This article introduces Didi's machine translation (MT) system, which leverages deep learning to translate large volumes of text between languages. It first outlines the background of MT, emphasizing the transition from Statistical Machine Translation (SMT) to Neural Machine Translation (NMT) and the role of large-scale data, GPU acceleration, and advanced linguistic techniques.

1. Background

MT services convert source text into a target language using deep learning models. The evolution of commercial MT has moved from SMT, which relies on phrase‑based statistical models, to NMT, which uses encoder‑decoder neural networks such as the Transformer.

1.1 Statistical Machine Translation (SMT)

SMT employs statistical analysis of bilingual corpora to map source phrases to target phrases and uses language models to select the most probable translation. It was the first widely commercialized MT approach.

1.2 Neural Machine Translation (NMT)

NMT encodes the source sentence with a deep neural network and decodes it into the target language. The breakthrough paper GNMT (Google, 2016) marked the shift to NMT, delivering substantially higher translation quality.

2. Evaluation Metric (BLEU)

BLEU (Bilingual Evaluation Understudy) measures n‑gram overlap between system output and reference translations. Higher BLEU scores indicate translations closer to human quality. The standard BLEU formula is shown in the original figure.

3. Transformer

The Transformer architecture, now the dominant NMT model, consists of a 6‑layer encoder and a 6‑layer decoder. Each encoder layer contains multi‑head self‑attention and a feed‑forward network (FFN); each decoder layer adds a masked multi‑head attention sub‑layer. Didi's implementation uses a "Transformer‑big" configuration (6 encoder & decoder layers, hidden size 1024, FFN size 4096, 16 attention heads).

3.1 Relative Position Representations

Traditional Transformers use absolute positional embeddings. Shaw et al. introduced relative position representations, which improve convergence and translation quality. Didi incorporated this technique into their models.

3.2 Larger FFN Size

Increasing the FFN dimension (e.g., to 8192 or 15000) boosts model capacity. To mitigate over‑fitting, Didi set a dropout rate of 0.3.

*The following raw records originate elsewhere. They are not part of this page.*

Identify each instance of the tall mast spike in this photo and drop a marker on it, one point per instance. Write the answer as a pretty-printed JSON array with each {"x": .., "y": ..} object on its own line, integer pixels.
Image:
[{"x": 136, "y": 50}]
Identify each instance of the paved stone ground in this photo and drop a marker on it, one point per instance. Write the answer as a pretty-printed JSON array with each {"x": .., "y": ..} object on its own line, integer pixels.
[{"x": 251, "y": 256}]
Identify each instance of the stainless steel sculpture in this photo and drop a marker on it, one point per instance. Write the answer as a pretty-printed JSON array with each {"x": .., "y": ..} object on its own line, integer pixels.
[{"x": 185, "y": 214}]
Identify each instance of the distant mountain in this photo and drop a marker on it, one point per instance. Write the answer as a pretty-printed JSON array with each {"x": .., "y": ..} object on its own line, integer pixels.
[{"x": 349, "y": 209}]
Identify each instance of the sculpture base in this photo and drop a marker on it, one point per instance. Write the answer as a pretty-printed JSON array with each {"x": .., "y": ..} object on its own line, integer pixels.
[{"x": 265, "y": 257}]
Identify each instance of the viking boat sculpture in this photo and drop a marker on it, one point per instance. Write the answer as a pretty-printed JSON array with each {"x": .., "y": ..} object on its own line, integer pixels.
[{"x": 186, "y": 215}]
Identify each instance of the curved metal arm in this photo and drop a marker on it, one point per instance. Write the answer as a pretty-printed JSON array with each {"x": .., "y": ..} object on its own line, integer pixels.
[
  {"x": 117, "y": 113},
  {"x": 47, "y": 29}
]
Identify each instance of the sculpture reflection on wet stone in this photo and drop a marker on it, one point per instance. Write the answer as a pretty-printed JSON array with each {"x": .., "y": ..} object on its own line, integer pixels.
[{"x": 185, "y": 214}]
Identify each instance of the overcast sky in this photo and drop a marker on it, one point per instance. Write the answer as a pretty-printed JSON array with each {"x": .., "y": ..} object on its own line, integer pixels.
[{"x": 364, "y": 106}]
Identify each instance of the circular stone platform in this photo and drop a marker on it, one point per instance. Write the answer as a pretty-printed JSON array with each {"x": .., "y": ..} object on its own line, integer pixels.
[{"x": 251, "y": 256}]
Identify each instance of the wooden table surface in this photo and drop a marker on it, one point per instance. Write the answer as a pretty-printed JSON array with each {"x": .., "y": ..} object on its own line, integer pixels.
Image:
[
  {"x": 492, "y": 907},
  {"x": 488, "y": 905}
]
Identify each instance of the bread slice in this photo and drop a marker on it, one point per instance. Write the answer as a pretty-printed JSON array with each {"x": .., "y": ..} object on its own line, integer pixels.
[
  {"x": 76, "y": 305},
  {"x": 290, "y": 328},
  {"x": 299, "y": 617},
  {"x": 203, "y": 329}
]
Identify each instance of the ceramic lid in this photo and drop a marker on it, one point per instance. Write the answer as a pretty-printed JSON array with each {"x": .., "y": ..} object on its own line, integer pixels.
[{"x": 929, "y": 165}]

4. Didi Translation Practice

4.1 Data Preparation

High‑quality parallel corpora are essential. Didi collects raw bilingual data, filters it using language‑model and alignment scores, and applies data‑augmentation techniques such as back‑translation. Iterative back‑translation generates synthetic parallel data by alternating source‑to‑target and target‑to‑source models.

4.2 Model Training

Training strategies include:

Alternating knowledge distillation: an ensemble of teacher models generates synthetic data for a student model, and the process repeats to improve single‑model performance.

Fine‑tuning: a base model is adapted to specific domains (e.g., international ride‑hailing messages) with a small amount of domain data.

Ensemble: multiple models with different seeds, architectures, and data are combined via probability voting during inference.

4.3 Model Prediction and Acceleration

During deployment, model weights are fixed, allowing graph optimizations such as TensorRT fusion and FP16 quantization. Didi's TensorRT‑optimized Transformer runs up to 9× faster than the original TensorFlow implementation.

5. WMT2020 Machine Translation Competition

Didi participated in the WMT2020 News Translation shared task (Chinese→English). Using the Transformer‑big backbone with self‑attention, relative position attention, larger FFN, iterative back‑translation, and alternating knowledge distillation, Didi achieved a BLEU score of 36.6, ranking third overall. The detailed system description is available in an arXiv pre‑print (https://arxiv.org/abs/2010.08185).

References

Wu et al., "Google's neural machine translation system", arXiv:1609.08144, 2016.

Papineni et al., "BLEU: a method for automatic evaluation of machine translation", ACL, 2002.

Vaswani et al., "Attention is all you need", NeurIPS, 2017.

Shaw et al., "Self‑attention with relative position representations", arXiv:1803.02155, 2018.

Zhang et al., "Parallel Corpus Filtering via Pre‑trained Language Models", arXiv:2005.06166, 2020.

Edunov et al., "Understanding back‑translation at scale", arXiv:1808.09381, 2018.